Selam ile..
En Müslüman geçinenlerce bayramların tatil sayıldığı ve tatil gibi geçirildiği günümüzün, tatil beldelerini süsleyenlerine atfen bir sohbet yapmak istedim!
Yıllardır, ehîl birisinin çıkarak san'at adına bütün san'atçılardan özür dilemesini bekledim!
Çıkmayınca sohbetlerimde yıllardır yapageldiğim itirazımı, bakar-görmezlerin gözlerine, işitir-duymazların kulaklarına kazılsın diye yazıya dökmeye karar verdim!
Hey!
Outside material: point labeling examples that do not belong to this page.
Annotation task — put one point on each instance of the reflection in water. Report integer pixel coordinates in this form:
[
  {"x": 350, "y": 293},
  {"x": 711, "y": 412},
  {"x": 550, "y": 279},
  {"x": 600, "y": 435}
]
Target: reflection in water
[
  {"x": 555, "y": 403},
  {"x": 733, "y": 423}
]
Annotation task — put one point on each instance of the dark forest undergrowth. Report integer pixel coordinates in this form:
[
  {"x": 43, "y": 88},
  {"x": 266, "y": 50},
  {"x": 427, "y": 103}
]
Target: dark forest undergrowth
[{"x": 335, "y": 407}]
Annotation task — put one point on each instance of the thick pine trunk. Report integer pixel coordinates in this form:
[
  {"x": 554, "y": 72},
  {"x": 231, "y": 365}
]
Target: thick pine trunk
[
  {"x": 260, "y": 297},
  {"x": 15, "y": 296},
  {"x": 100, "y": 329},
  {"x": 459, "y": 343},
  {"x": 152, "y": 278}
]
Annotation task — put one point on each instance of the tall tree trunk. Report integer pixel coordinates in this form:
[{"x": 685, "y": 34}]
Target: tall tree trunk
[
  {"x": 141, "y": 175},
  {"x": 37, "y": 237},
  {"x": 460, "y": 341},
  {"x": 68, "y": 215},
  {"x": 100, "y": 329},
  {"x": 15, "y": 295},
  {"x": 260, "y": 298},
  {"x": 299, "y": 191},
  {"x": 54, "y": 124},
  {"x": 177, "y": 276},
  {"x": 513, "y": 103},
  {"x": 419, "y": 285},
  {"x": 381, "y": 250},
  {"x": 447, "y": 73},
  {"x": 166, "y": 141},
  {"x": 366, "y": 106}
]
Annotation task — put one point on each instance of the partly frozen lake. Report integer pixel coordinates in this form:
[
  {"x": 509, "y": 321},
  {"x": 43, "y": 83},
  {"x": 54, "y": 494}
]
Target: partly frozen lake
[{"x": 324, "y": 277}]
San'atçı adından geçinenler!
Hey! Güzel sesliler! Hey! Güzel enstrüman çalanlar!
Hey! Güzel göbek atanlar! Hey güzel rol yapanlar!
Ve Heeey! Bunlara san'atçı diyen nadanlar!
Bilmeyenlere söylemeliyim ki, sesi güzellere, "hânende" denir!
Güzel enstrüman çalanlara, "sâzende" denir!
Hânende ve sâzendelerin, san'at ürünü bestelere yorum katkılarını inkâr etmem ama yorum katkılarından dolayı onlara san'atçı denilmesini de kabul edemem!
Güzel göbek atana "dansöz", erkek dansçıya "dansör"; güzel rol yapana avrupai söylemle "aktör/aktrist", Türkçede ise yazı dilinde de, konuşma dilinde de, hatta argoda da "artist" denir hey!
San'atçı, üretene denir!
Heykeltıraş, san'atçıdır, san'atının ürünü heykeldir!
Şâir, san'atçıdır; ürettiğine şiir denir ve gerçek şâirler, şiiri ayak sesinden tanır!
Bestekâr san'atçıdır; ürettiğinin adına beste, sözüne güfte denir ve hangi hânende güzel icra ederse en fazla alkışı o alır!
Ressam, san'atçıdır; ürettiğine tablo denir ve onun fotoğrafını çekene de fotoğrafçı!
Fotoğrafçı da san'atçıdır heeey! Göremeyenlerin gördüklerini kamerasıyla görür ve kalıcılaştırır!
Dansözden san'atçı olmaz!
Hânendeden, sâzendeden san'atçı olmaz!
Yüz yıldır, bütün kavramlarımızın içi boşaltılarak kültürsüzlük çukuruna yuvarlandık!
Aziz Nesin'in; "Teknolojiye katkımız, gâvurun yaptığı arabaya maşallah takmaktan öteye geçemedi!" şeklindeki müthiş tespiti canınızı acıtmıyor mu?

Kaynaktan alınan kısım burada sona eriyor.